Summersalt, an American travel-wear brand built on swimsuits and comfortable basics, uses a less conventional content channel to engage followers: SMS. In mid-March, he launched a tool called Joycast, which aims to provide a note of emotional support and fun diversion to the customer’s text message inbox, from meditation videos to photos of cute animals.
Although Summersalt has used SMS as part of its communication strategy for several years – co-founder and chief executive Lori Coulter prefers the channel because of its direct intimacy to consumers – Joycast represents a change to non-commercial content.

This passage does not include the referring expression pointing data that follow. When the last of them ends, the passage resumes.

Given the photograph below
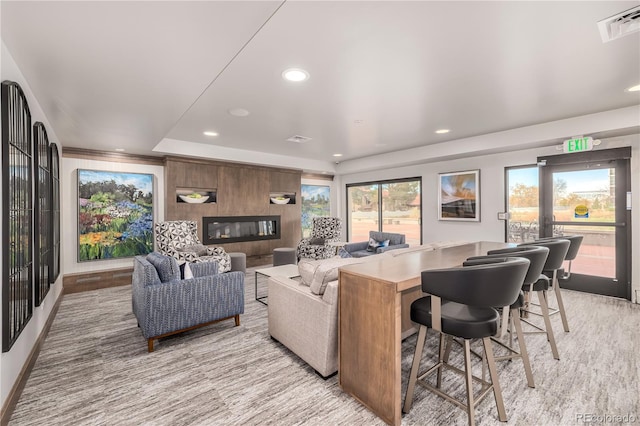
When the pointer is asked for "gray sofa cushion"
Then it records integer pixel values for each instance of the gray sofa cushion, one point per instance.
(318, 273)
(166, 266)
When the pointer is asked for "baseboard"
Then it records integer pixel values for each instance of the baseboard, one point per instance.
(87, 281)
(18, 387)
(259, 260)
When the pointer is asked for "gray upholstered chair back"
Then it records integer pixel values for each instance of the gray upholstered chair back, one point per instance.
(394, 239)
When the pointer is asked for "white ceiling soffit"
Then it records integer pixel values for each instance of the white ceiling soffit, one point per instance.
(620, 25)
(384, 75)
(121, 73)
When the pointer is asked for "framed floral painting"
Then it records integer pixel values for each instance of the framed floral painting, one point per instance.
(115, 214)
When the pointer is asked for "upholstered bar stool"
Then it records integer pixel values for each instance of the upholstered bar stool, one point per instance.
(537, 257)
(460, 304)
(572, 253)
(558, 249)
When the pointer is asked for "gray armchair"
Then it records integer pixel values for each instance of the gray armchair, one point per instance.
(361, 249)
(164, 304)
(179, 239)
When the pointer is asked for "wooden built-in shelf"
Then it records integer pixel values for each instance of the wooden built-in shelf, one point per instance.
(283, 198)
(206, 195)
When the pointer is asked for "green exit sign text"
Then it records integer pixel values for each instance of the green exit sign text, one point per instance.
(578, 144)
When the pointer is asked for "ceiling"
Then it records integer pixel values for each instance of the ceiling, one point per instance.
(150, 77)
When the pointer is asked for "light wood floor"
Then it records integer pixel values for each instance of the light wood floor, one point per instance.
(94, 370)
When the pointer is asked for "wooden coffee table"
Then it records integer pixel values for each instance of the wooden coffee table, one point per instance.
(289, 271)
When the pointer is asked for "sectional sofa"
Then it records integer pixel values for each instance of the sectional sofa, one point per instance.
(303, 312)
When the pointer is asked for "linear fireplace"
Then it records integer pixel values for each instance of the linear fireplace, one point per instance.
(231, 229)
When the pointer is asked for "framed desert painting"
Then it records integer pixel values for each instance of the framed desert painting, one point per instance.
(459, 196)
(115, 214)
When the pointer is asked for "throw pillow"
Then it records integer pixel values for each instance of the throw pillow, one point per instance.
(343, 253)
(316, 241)
(185, 271)
(199, 249)
(373, 245)
(327, 271)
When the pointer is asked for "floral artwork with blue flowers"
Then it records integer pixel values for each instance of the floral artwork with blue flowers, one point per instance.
(115, 214)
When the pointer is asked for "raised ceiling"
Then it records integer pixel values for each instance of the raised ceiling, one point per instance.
(384, 75)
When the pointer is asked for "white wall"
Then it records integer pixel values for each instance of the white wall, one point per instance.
(69, 202)
(11, 362)
(492, 193)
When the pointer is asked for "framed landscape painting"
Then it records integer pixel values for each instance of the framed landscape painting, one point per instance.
(459, 196)
(315, 203)
(115, 214)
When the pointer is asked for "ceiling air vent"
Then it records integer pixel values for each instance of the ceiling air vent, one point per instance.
(620, 25)
(299, 139)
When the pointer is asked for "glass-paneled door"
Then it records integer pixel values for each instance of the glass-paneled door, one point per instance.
(589, 198)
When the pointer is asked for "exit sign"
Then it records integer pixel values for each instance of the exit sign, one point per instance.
(578, 144)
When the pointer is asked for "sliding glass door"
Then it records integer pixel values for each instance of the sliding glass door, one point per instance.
(387, 206)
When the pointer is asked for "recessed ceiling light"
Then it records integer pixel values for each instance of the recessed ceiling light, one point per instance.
(238, 112)
(295, 74)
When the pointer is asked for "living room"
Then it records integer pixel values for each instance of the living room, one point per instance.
(490, 149)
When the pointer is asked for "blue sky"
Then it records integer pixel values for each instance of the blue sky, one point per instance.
(141, 181)
(310, 191)
(580, 180)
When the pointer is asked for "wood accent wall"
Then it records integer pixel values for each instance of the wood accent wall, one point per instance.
(242, 190)
(86, 281)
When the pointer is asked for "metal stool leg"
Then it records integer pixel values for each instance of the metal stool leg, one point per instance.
(493, 372)
(547, 323)
(515, 316)
(563, 314)
(413, 376)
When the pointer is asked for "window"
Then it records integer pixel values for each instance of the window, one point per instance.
(42, 212)
(55, 213)
(387, 206)
(17, 214)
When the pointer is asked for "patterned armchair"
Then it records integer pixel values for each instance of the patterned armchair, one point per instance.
(179, 239)
(164, 304)
(325, 230)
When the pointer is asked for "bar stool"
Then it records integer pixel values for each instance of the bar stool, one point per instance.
(537, 256)
(572, 253)
(558, 249)
(460, 304)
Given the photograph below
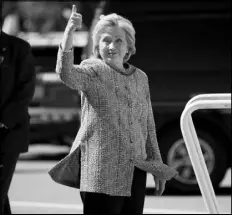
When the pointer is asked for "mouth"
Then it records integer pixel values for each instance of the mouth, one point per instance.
(112, 53)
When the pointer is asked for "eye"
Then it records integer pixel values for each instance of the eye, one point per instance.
(119, 40)
(106, 40)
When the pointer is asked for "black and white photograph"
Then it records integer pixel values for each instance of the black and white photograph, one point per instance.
(115, 107)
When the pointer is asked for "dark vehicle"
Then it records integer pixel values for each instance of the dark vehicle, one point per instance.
(184, 48)
(55, 109)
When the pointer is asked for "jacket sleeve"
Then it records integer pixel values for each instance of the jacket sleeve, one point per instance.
(77, 77)
(16, 109)
(152, 146)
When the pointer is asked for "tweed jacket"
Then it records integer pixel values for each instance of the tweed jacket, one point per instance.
(117, 129)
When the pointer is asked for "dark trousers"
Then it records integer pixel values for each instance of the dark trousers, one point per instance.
(98, 203)
(8, 162)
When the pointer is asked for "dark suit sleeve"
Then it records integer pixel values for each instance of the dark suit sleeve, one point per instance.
(16, 108)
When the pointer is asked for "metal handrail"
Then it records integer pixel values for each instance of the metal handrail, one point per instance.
(205, 101)
(213, 96)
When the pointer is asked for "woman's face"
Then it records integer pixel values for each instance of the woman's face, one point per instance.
(113, 46)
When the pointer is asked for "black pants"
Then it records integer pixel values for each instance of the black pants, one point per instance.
(98, 203)
(8, 162)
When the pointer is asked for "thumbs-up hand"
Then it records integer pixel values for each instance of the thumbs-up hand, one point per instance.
(75, 20)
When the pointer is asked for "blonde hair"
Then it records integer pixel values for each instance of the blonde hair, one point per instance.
(112, 20)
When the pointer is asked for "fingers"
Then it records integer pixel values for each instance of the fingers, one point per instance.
(159, 187)
(156, 186)
(74, 9)
(162, 187)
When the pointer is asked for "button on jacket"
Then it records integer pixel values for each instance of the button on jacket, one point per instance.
(117, 129)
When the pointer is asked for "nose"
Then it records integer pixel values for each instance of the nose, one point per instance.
(111, 46)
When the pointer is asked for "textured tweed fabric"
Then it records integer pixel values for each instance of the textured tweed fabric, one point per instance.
(117, 129)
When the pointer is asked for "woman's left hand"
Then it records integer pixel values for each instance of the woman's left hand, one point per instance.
(159, 186)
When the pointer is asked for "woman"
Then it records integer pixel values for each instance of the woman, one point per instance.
(117, 137)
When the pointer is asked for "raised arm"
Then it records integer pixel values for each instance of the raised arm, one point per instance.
(74, 76)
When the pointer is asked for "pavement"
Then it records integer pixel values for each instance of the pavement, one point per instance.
(34, 192)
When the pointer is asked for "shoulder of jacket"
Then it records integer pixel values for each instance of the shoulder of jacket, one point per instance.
(19, 42)
(142, 74)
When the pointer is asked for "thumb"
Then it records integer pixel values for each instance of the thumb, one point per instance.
(74, 9)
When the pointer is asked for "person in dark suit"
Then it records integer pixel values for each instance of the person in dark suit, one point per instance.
(17, 85)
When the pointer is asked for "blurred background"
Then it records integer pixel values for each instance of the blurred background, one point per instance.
(185, 49)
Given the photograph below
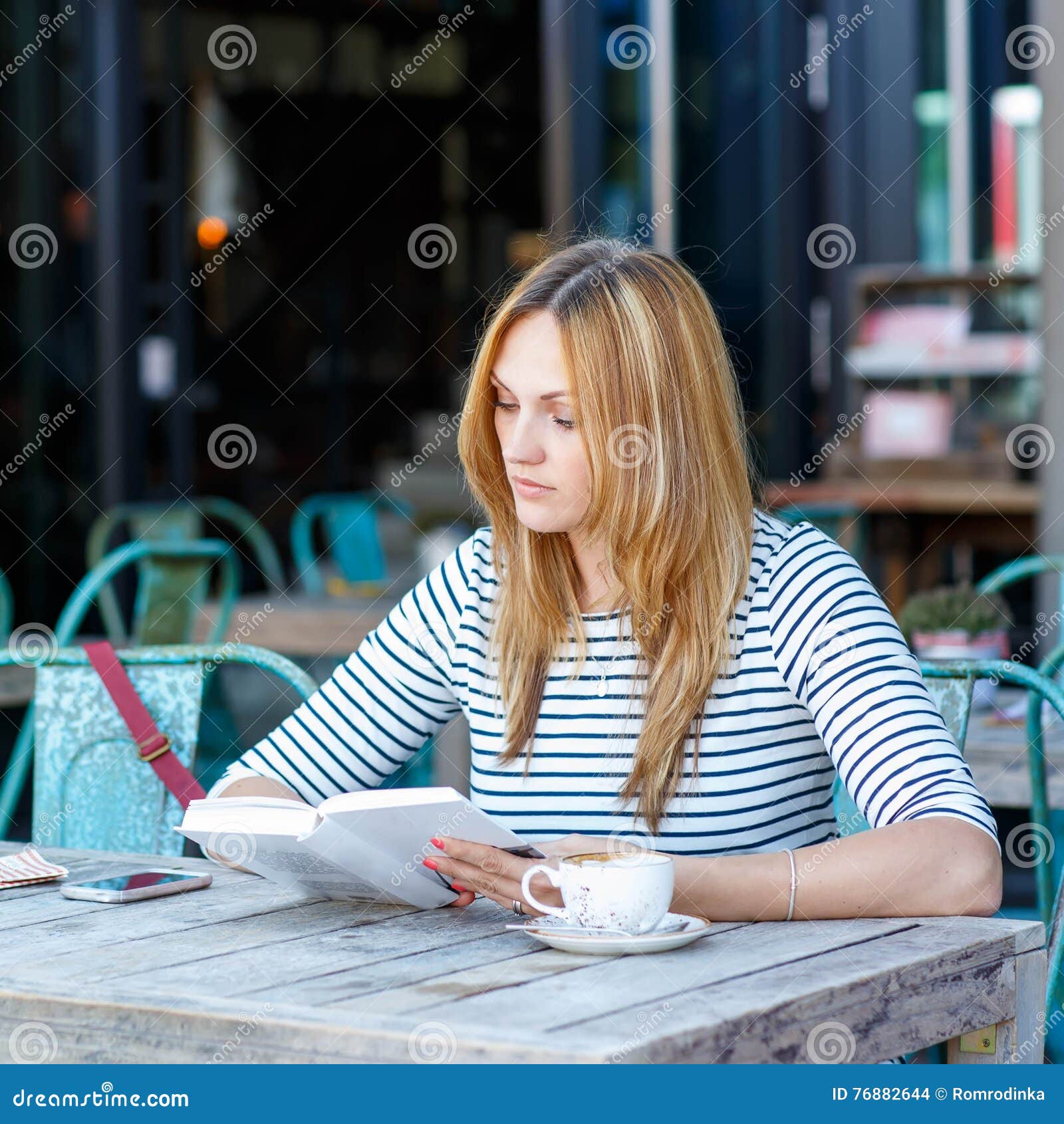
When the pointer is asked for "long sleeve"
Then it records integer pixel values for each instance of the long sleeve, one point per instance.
(847, 661)
(380, 706)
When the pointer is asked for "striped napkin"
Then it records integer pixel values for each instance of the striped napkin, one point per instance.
(27, 867)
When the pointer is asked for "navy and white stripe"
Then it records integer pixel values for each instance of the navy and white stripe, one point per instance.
(821, 679)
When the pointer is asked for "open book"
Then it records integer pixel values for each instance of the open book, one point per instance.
(364, 847)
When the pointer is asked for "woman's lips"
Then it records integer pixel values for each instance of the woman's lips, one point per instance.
(531, 492)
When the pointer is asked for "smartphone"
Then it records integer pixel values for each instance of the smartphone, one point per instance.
(135, 887)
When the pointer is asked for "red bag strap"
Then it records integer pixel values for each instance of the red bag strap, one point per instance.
(154, 747)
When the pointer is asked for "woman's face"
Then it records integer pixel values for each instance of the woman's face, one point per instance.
(534, 422)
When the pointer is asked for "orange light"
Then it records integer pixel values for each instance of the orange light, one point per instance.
(211, 231)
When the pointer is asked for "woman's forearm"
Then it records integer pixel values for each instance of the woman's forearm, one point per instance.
(935, 867)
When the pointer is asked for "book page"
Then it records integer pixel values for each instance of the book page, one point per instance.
(287, 863)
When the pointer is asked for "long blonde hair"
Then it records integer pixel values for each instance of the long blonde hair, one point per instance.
(672, 493)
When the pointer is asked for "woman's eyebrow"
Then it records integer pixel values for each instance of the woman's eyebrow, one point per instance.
(543, 398)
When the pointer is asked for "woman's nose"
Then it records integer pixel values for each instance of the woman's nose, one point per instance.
(523, 446)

“When we started Summersalt, one of our goals was to spread excitement by inspiring wanderlust,” said Reshma Chattaram Chamberlin, co-founder and head of the brand’s digital brand. “With all the uncertainty in the world today, we want to continue to find ways to spread excitement, just different.”
Chamberlin said that Summersalt brought Joycast from idea to execution in just two days, and within hours of launching on March 17 it had taken hundreds of customers. Managed by Summersalt’s 13-person customer service team, this service continues to gain momentum.
“We have thousands of people who choose Joycast,” Chamberlin said, “both old customers and people who have never heard of our brand before.”
Each of these first social ventures is a product of speed and savings. None of them were specifically resource intensive, and all were executed in a matter of weeks, if not days. They are, in this sense, the opposite of traditional industry marketing vehicles – fashion shows. With men’s fashion shows in June and July couture Sunday has been canceled, brands face key creative challenges – and opportunities.
Questioning the need for expensive and high-production shows has become, over the past half decade, as prevalent as industrial trophies as Cerulean Meryl Streep’s welcome from The devil uses prada, and now brands have a once-in-a-lifetime opportunity to change their systems and design various methods to introduce consumers to their new collections.
Maybe months before the long-distance protocol relaxes in Europe and North America; and even when cities emerge from stasis, brands will operate under a new commercial paradigm. “What the ‘new normal’ after the crisis is unclear, but we hope that long-lasting changes in consumer behavior – with consumers increasingly aware of health and the environment, and digital becoming more important and consumers’ pathways migrating even faster from offline to online,” said Sarah Willersdorf, head of luxury at Boston Consulting Group.
“Companies that have produced real time, rough content and are ready to keep their customers engaged during this crisis have seen initial success, and I believe this increased focus on connections and community will remain as stores begin to reopen.”
Eventually, the situation will stabilize, and consumers will return to shop. When they are ready to open their wallets again, brands that are able to establish genuine connections with them at the point of a pandemic pandemic will benefit the most.